Just Transition Minister Richard Lochhead said:
“The development of CCUS as an industrial scale decarbonisation system has the potential to make a big contribution to our just transition to net zero.
“We are supportive of the Acorn project, considered the most advanced CCS project in the UK. It, and the wider Scottish Cluster, has vast potential to support decarbonisation in Scotland, the UK and the wider world. It is critical that the UK Government selects Acorn and the Scottish Cluster to be among the first CCU clusters to be awarded funding through its current cluster sequencing process.
“Today’s report outlines the range of transition opportunities that CCUS presents.
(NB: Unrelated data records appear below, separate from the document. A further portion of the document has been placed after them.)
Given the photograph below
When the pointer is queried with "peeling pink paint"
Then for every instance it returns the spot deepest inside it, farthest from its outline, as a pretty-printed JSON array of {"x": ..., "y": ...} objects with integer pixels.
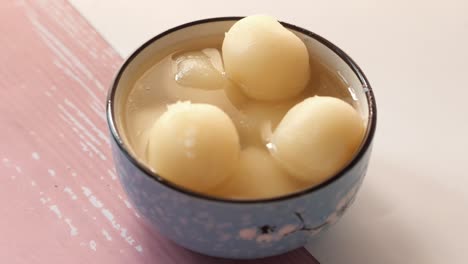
[{"x": 53, "y": 73}]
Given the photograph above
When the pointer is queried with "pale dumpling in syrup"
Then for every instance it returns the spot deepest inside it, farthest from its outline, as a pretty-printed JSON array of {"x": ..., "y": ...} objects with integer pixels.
[
  {"x": 265, "y": 59},
  {"x": 194, "y": 145},
  {"x": 317, "y": 138},
  {"x": 257, "y": 177}
]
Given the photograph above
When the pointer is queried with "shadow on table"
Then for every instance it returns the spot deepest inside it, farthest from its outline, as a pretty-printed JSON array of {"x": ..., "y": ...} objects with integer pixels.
[
  {"x": 368, "y": 233},
  {"x": 168, "y": 252}
]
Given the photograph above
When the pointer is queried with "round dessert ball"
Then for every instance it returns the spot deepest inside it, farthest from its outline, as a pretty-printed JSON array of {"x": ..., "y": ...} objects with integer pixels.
[
  {"x": 317, "y": 138},
  {"x": 257, "y": 177},
  {"x": 194, "y": 145},
  {"x": 268, "y": 61}
]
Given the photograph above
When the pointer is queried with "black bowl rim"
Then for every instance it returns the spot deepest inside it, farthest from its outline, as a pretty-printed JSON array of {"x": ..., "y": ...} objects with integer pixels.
[{"x": 372, "y": 118}]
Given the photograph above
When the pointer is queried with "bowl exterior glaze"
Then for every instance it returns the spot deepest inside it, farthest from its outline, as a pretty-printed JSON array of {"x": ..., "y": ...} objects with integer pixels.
[{"x": 249, "y": 229}]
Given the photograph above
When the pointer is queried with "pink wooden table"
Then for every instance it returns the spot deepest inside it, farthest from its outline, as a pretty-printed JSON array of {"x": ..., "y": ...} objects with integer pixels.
[{"x": 60, "y": 199}]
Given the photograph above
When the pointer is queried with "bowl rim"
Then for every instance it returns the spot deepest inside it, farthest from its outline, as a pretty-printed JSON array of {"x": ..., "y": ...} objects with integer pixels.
[{"x": 370, "y": 131}]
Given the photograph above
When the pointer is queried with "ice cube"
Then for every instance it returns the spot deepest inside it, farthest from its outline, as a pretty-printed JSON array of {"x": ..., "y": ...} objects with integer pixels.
[{"x": 200, "y": 69}]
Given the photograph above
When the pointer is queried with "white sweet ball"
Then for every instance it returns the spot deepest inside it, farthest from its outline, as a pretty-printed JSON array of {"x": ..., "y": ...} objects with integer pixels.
[
  {"x": 194, "y": 145},
  {"x": 317, "y": 138},
  {"x": 257, "y": 177},
  {"x": 268, "y": 61}
]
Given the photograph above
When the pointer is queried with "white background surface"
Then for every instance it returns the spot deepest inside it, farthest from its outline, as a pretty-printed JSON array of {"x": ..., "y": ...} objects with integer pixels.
[{"x": 413, "y": 207}]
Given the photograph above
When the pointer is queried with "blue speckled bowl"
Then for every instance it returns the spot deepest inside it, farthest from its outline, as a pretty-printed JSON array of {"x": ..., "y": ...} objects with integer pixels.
[{"x": 238, "y": 229}]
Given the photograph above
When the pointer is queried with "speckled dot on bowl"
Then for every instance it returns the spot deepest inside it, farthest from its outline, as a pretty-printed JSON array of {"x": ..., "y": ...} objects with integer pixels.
[{"x": 238, "y": 229}]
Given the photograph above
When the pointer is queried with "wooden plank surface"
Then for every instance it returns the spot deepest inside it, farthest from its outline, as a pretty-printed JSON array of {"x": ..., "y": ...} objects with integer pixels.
[{"x": 61, "y": 201}]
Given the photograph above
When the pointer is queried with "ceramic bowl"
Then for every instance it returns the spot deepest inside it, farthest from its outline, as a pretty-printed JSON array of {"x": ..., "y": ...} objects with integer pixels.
[{"x": 227, "y": 228}]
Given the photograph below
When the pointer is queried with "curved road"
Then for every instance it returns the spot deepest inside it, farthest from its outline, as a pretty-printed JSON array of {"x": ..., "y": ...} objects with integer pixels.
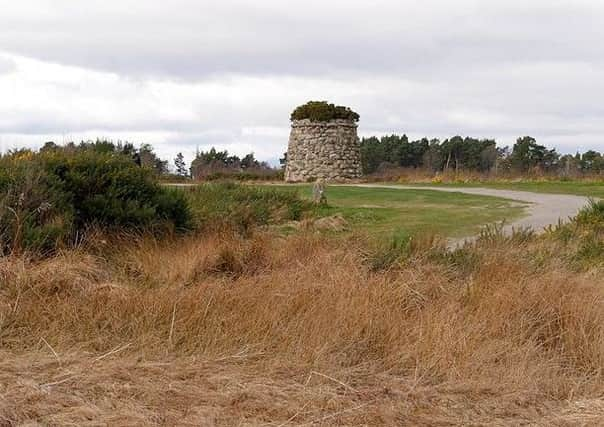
[{"x": 542, "y": 209}]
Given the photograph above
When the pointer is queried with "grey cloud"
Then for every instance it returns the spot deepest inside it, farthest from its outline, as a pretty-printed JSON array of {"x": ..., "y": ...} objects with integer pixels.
[
  {"x": 194, "y": 40},
  {"x": 7, "y": 65}
]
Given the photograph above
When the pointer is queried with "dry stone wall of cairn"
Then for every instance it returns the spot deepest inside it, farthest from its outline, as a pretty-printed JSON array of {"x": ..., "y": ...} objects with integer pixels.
[{"x": 326, "y": 150}]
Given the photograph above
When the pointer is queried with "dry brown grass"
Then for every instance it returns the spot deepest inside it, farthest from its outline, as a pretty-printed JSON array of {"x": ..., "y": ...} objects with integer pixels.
[{"x": 299, "y": 331}]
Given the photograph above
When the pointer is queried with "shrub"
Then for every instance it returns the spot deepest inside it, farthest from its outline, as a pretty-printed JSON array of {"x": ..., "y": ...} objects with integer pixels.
[
  {"x": 221, "y": 205},
  {"x": 48, "y": 197},
  {"x": 321, "y": 111}
]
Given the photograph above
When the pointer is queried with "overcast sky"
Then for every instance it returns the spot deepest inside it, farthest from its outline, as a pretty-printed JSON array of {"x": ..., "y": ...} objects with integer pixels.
[{"x": 183, "y": 74}]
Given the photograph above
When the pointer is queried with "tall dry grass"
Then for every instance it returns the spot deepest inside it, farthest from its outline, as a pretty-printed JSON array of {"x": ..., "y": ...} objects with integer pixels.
[{"x": 301, "y": 329}]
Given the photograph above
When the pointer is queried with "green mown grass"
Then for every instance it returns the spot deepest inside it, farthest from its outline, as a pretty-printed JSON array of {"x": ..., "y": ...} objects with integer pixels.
[
  {"x": 580, "y": 188},
  {"x": 384, "y": 211}
]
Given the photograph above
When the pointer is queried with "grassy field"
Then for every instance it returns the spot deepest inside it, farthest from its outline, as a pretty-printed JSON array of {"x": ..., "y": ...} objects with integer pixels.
[
  {"x": 581, "y": 188},
  {"x": 386, "y": 211},
  {"x": 218, "y": 329}
]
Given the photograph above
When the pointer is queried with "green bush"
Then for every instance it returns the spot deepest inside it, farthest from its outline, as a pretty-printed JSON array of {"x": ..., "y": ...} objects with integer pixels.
[
  {"x": 227, "y": 205},
  {"x": 50, "y": 197},
  {"x": 321, "y": 111}
]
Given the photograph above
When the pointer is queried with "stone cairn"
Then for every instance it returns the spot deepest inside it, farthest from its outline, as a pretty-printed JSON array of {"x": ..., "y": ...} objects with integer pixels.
[{"x": 327, "y": 150}]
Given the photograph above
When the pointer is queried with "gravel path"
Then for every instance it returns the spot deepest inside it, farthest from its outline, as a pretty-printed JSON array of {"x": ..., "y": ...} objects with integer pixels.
[{"x": 541, "y": 209}]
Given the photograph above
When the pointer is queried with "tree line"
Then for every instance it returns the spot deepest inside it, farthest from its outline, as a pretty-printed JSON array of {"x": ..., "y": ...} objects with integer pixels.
[{"x": 458, "y": 153}]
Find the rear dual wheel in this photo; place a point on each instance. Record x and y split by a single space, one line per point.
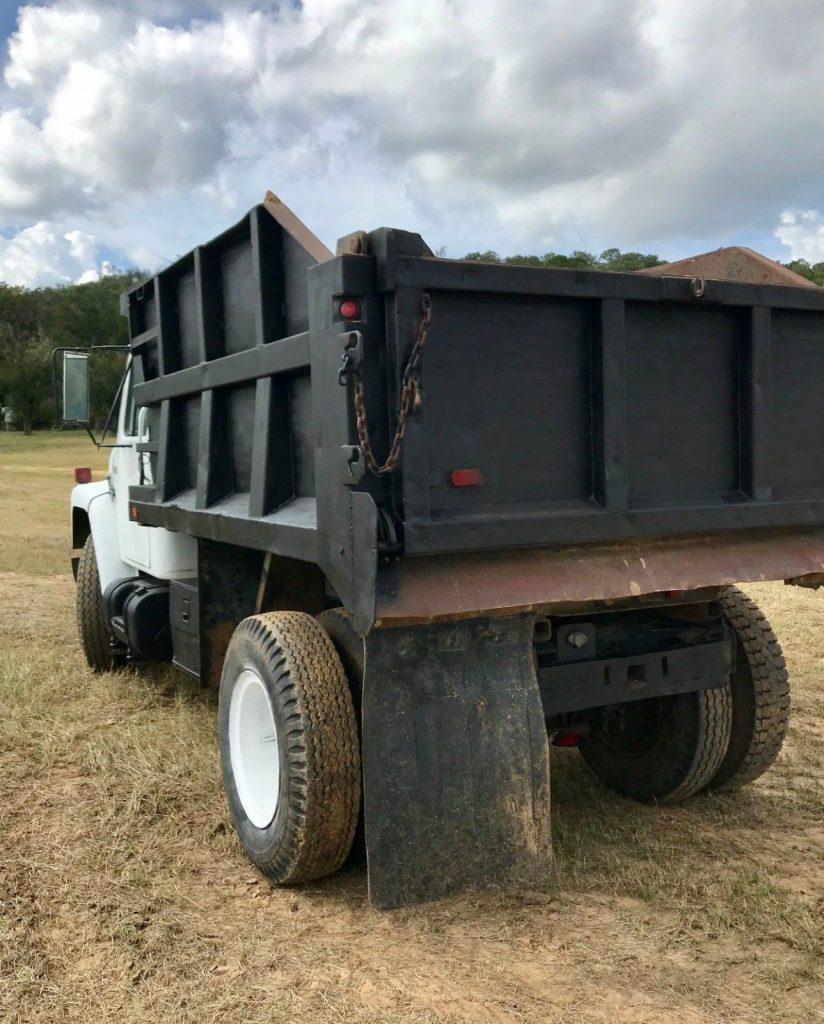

Scotland is the most cost-effective place to begin CCUS in the UK given the capacity for CO2 storage in the North Sea and the existing oil and gas infrastructure available to repurpose for CO2 transport and storage. Vitally, there is also a huge opportunity for Scottish oil and gas firms, domestic supply chain companies and our wider economy to harness the skills and expertise of our current workforces to create many good, green jobs in the coming years.”
Andy McDonald, Head of Low Carbon Transition, Scottish Enterprise, said:
“I welcome this analysis of the impact of the Scottish Cluster that incorporates key businesses and organisations in North East Scotland and fits with the energy transition ambition too. The creation of thousands of jobs over the next decade highlights how vital the Scottish Cluster is to the economy as well as Scotland’s net zero 2045 targets.
“Scottish Enterprise’s focus on green job creation will support the work of the cluster in future and I look forward to seeing the project progress as it is a key element in shaping the decarbonisation of industry as well as future skills and growth of the clean energy economy.”